Design quire-ci ↔ quire-server API
Assisted-by: Claude Opus 4.7 (1M context) via Claude Code
change qtrtnqknonsskwluxzxkzuzrvzomxlsp
commit 2ac96a5039a7707826ea0732598f168d2fed42c7
author Alpha Chen <alpha@kejadlen.dev>
date
parent uwkpkuqs
diff --git a/docs/plans/2026-05-14-quire-ci-server-api-design.md b/docs/plans/2026-05-14-quire-ci-server-api-design.md
new file mode 100644
index 0000000..7aa153a
--- /dev/null
+++ b/docs/plans/2026-05-14-quire-ci-server-api-design.md
@@ -0,0 +1,167 @@
+# quire-ci ↔ quire-server API
+
+Captures the design for replacing filesystem-based communication between `quire-ci` and `quire-server` with an HTTP API. The endgame is containerized runs with live log streaming; this design lays the groundwork.
+
+## Scope
+
+In scope:
+
+- HTTP/JSON API for all CI→server data flow currently routed through the filesystem.
+- Per-run bearer-token auth, scoped so a run's token can only write to that run.

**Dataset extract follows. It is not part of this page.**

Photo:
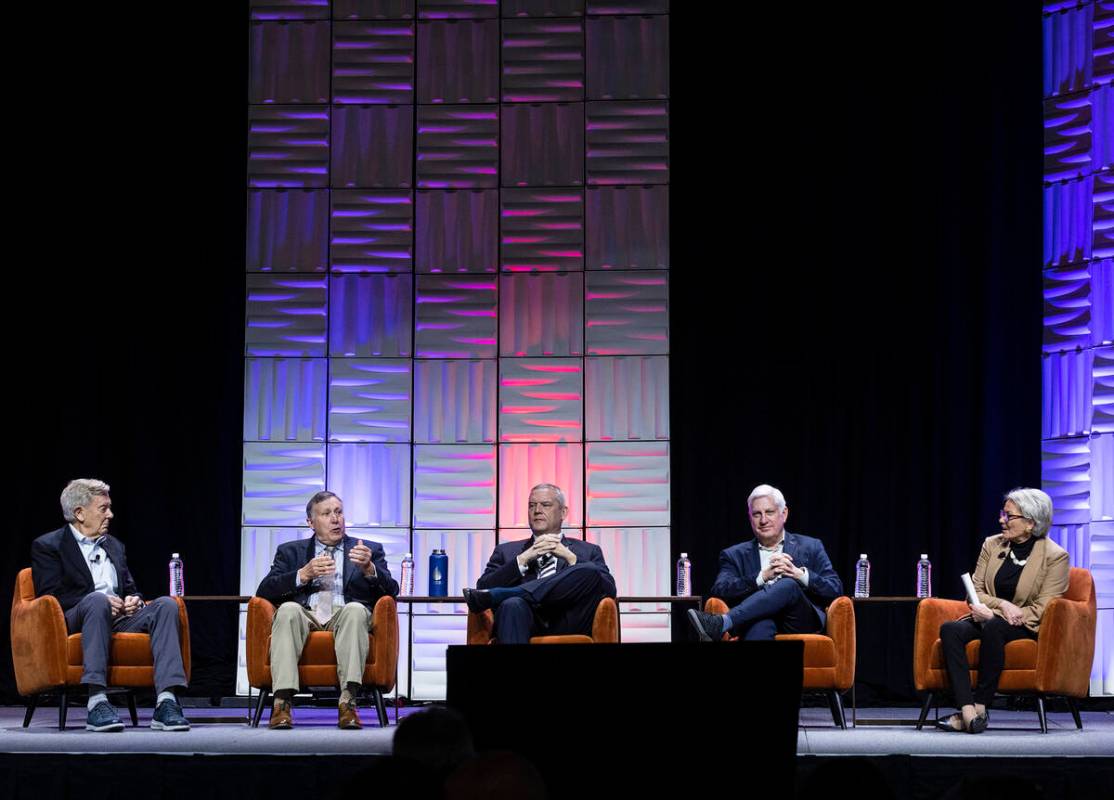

+- Bootstrap via CLI args + env var; no shared filesystem paths for comms.
+- Chunked POST for log streaming, sized for the eventual container case.
+- A server-side config flag that keeps the filesystem path working during build-out.
+
+Out of scope (deliberately deferred to v2):
+
+- Log stream resume after dropped connections (`Resume-From` semantics).
+- Server→CI messages such as cancel or pause.
+- WebSocket transport.
+- Versioned API prefix (`/api/v1/...`).
+- Workspace materialization over HTTP — the git archive still lands on disk for now.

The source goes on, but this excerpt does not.